Dear Growth Guru,
I head up commercial operations at a regional engineering and technical services firm. Following all the recent buzz around agentic AI, my leadership team is eager to deploy autonomous workflows to streamline our pipeline conversion and contract management.
Surprisingly, my staff are not resistant; they are actually very receptive to working alongside AI. The problem? Our internal data is an absolute disaster. Crucial client records are fragmented across legacy systems, invoices are riddled with inconsistencies, and our pipeline reporting is completely siloed.
We want to scale up, but I feel like we are trying to build a skyscraper on quicksand. How do we fix our data foundations without killing our team’s current tech enthusiasm?

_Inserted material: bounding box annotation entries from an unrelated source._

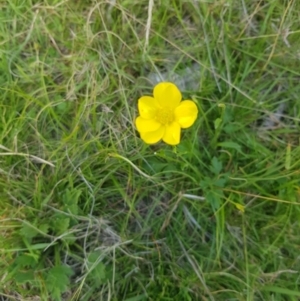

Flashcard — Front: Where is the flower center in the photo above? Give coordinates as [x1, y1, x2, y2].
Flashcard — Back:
[156, 108, 174, 125]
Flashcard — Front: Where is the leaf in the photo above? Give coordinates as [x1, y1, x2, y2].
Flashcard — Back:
[46, 265, 73, 301]
[217, 141, 244, 154]
[205, 191, 222, 211]
[14, 270, 35, 284]
[124, 294, 148, 301]
[210, 157, 223, 175]
[88, 252, 106, 286]
[14, 254, 39, 268]
[19, 221, 39, 241]
[214, 118, 222, 130]
[62, 189, 81, 215]
[261, 286, 300, 297]
[52, 213, 70, 235]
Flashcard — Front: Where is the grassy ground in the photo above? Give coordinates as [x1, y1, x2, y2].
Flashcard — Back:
[0, 0, 300, 301]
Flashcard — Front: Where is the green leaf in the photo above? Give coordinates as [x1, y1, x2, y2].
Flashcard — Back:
[14, 270, 35, 284]
[46, 266, 73, 301]
[19, 221, 39, 241]
[14, 254, 39, 268]
[62, 189, 81, 215]
[217, 141, 243, 154]
[261, 286, 300, 297]
[205, 191, 222, 210]
[52, 213, 70, 235]
[210, 157, 223, 175]
[88, 251, 106, 285]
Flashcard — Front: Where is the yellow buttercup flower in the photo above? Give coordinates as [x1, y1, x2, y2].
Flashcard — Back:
[135, 82, 198, 145]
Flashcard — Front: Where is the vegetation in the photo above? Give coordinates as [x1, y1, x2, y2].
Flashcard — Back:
[0, 0, 300, 301]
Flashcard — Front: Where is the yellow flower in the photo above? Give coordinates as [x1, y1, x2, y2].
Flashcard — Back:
[135, 82, 198, 145]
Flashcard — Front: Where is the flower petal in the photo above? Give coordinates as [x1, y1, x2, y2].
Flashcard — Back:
[153, 82, 182, 108]
[141, 126, 165, 144]
[163, 122, 180, 145]
[135, 116, 161, 133]
[175, 100, 198, 129]
[138, 96, 159, 119]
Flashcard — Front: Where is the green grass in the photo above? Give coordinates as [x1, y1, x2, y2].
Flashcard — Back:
[0, 0, 300, 301]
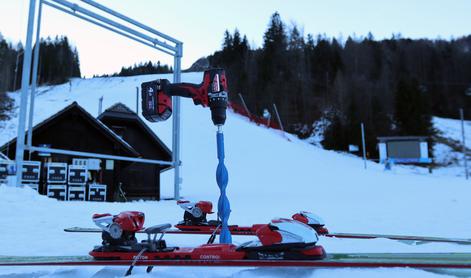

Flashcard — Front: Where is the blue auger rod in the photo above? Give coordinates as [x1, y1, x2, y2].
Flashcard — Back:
[216, 125, 232, 243]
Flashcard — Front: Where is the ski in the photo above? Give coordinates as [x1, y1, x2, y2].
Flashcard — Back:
[0, 253, 471, 269]
[64, 226, 471, 245]
[323, 233, 471, 245]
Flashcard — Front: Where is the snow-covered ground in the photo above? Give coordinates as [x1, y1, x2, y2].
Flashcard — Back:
[0, 73, 471, 277]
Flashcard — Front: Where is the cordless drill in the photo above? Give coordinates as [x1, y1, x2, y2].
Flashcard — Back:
[141, 69, 232, 243]
[141, 69, 228, 126]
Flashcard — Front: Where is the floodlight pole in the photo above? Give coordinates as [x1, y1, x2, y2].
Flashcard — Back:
[27, 0, 43, 155]
[15, 0, 36, 186]
[361, 123, 366, 170]
[172, 42, 183, 200]
[460, 108, 469, 179]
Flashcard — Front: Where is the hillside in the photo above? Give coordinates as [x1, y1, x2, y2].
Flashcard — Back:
[0, 73, 471, 277]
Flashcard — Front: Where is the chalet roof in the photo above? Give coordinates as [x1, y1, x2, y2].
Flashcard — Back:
[0, 101, 140, 157]
[97, 102, 172, 157]
[105, 102, 136, 114]
[378, 136, 428, 142]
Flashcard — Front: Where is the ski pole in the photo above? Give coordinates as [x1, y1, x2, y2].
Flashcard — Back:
[216, 125, 232, 243]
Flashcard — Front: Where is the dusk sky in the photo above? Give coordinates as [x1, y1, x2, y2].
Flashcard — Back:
[0, 0, 471, 77]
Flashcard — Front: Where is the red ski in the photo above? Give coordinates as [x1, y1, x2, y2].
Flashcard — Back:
[64, 201, 471, 245]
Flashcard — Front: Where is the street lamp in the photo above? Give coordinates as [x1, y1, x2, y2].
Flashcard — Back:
[460, 87, 471, 179]
[13, 50, 24, 91]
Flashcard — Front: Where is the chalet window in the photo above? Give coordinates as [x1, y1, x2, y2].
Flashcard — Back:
[111, 125, 126, 139]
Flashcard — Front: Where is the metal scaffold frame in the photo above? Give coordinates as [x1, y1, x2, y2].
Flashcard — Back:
[15, 0, 183, 199]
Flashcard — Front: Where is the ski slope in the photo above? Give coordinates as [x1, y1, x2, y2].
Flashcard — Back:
[0, 73, 471, 277]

Foundered on Foundations, Midlands
Dear Foundered,
You have stumbled into the defining corporate paradox of 2026. Specifically, you possess the rarest commodity in modern digital transformation: a willing and enthusiastic workforce. Far too many operations leaders spend months battling cultural resistance and “change fatigue.” Your team is standing at the starting line, sneakers laced, ready to run. Instead, it is your legacy architecture holding them back.
Do not panic. You are certainly not alone. Recent data from Robert Half confirms that UK vacancies for Data Governance Managers have spiked by 79% year-on-year. Consequently, this proves that businesses nationwide are hitting the exact same wall. Leaders are realising that advanced autonomous agents are only as good as the infrastructure feeding them. If you inject chaotic data into an AI system, the system will simply generate automated chaos at an unprecedented speed.
To scale safely, you must shift your perspective. Stop viewing data cleansing as a tedious IT chore. Rather, frame it as the first official phase of your AI deployment strategy
The Action Plan
To stabilise your foundations while maintaining your team’s momentum, implement this three-step structural modernising plan:
Appoint an “Eager Intern” to Clean the House
Do not overwhelm your permanent staff with months of manual database auditing. Instead, leverage your team’s tech enthusiasm by piloting a tightly scoped AI tool specifically designed for data deduplication and cleansing. Treat this initial AI tool as an “eager intern.” Let your team oversee the software as it flags duplicate client profiles and normalizes inconsistent invoice entries. In this way, your staff gets immediate, hands-on experience managing automation, while your business reaps the structural benefits.
Implement the 20-60-20 Rule immediately
- When restructuring your pipeline reporting, apply a strict operational framework to prevent silo formation:
- 20% Human Strategy: Define exactly what a “clean” lead or contract looks like.
- 60% Automated Execution: Use automated validation rules in your CRM so bad data can never be entered in the first place.
- 20% Human Touch: Task your senior operators with reviewing high-value anomalies before they infect your forecasts.
Eradicate the “Amber” Pipeline Status
You mentioned your pipeline reporting is fragmented. As a direct result, your deals are likely getting stuck in operational limbo. Establish a new cultural rule across your commercial operations: “Better a red or a green, but never stuck on amber.”
Force your systems, and your people, to clearly categorise accounts based on verifiable data evidence, not emotional guesswork. If a client record lacks a verified contact or an updated interaction history, the system must automatically flag it for review.
The Bottom Line
Sustainable commercial growth does not come from grinding harder with broken tools. Ultimately, it comes from leading with strategic clarity and structural discipline.
You have a team that is ready for the future. Treat your data cleanup not as a delay to your AI ambitions, but as the literal fuel required to launch them. Fix the fifteen percent of your data that is broken, protect the eighty-five percent that works, and you will build a commercial engine that cannot be shaken.